House clearances undertaken.

Open to trade and the public.

 

    He moved towards the partly open door and entered.  It was a warren inside, the ground floor was a large open space but furniture was stacked in neat rows, corridors and rooms had been formed by the endless stacks of people’s once treasured purchases.  He would soon find himself lost in this maze and called out.

    “Hello, is there anybody here?”

    “Good evening sir, how may I assist you,” responded a quietly spoken voice from somewhere behind one of the wooden walls.  He thought briefly, what could he ask for?  A diminutive man appeared in front of him.  He was dressed in smart, but over-sized clothes, his short black hair was neatly groomed and his slightly hooked nose supported a pair of gold rimmed spectacles that held only the left hand lens.  Beth had recently acquired a dressing table, she loved it, he thought it was hideous.  It was finished in a pearly pink and had large flowers painted all over it.  The thought of the mix of the dark green, gold and scarlet shapes made him feel uncomfortable now.  The table had been purchased cheaply because the original vanity mirror had been missing, nearly every day she mentioned to him how urgent it was to find a suitable mirror.

    “Have you any mirrors I can look at?” he enquired.

    “This way sir, I have a very extensive assortment of mirrors, and all are very reasonably priced.”  He followed the fast-paced little man who now seemed to accelerate as he power-walked through his labyrinth like empire.  They passed a wide set of stairs which led up to an open floored area and shortly afterward reached a corner piled high with endless mirrors.

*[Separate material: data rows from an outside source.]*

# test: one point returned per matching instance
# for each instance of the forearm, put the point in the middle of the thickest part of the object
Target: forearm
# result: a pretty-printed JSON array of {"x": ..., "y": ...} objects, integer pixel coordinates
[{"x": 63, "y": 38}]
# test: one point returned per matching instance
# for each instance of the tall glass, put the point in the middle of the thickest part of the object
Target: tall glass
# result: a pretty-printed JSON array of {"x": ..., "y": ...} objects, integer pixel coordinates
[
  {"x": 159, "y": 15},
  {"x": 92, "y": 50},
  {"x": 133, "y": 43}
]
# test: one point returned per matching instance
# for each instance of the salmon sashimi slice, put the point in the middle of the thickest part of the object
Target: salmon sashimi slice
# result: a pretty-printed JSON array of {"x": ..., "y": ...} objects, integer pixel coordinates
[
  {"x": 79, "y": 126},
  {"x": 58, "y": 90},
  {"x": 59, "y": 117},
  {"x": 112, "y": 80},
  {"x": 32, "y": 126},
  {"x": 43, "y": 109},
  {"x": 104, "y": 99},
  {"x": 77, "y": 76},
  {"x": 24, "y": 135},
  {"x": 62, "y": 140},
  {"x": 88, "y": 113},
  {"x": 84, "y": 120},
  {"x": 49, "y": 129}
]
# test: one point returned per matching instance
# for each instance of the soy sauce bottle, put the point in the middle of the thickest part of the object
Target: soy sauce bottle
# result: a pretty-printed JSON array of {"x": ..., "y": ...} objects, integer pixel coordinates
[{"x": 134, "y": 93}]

    “Have a look and see if there is anything that takes your eye sir.”  He looked through the piles of mirrors, at first he thought there were no suitable mirrors here, but as he looked more carefully he noticed several mirrors of suitable shape and size, but the colours were wrong.  He stopped searching and took a step back to think, could he get her something else.  It was while he was deep in thought he first noticed it.  It was not there in front of him, but in a way it was.  He was looking at a perfectly shaped vanity mirror, set in a pearly pink frame, just the right size.  The image was a reflection of a reflection in one of the mirrors leaning against a wall.  He turned and tried to make out where the refection was coming from.  He looked and looked but could not locate the mirror.

  “Take a look in that mirror; can you see that pink one?  It’s being reflected from another mirror somewhere.”

    “Oh that one, yes I know which one you mean, sorry it’s not for sale, it’s reserved for a very special customer.”  He realised now that this was going to be a very expensive purchase.  So many times they had visited antique shops, Beth had seen something she really liked, and announced it to the entire world.  The owner had then regretfully informed them the item had just been reserved, only a few minutes earlier, by a regular customer, it would not be possible to sell it, the expense of obtaining a suitable replacement would be too great.  A few minutes later they had left, Beth delighted with her new purchase, he feeling depressed by his depleted bank balance.

    “Right, tell me how much, I am in a hurry so name your price.”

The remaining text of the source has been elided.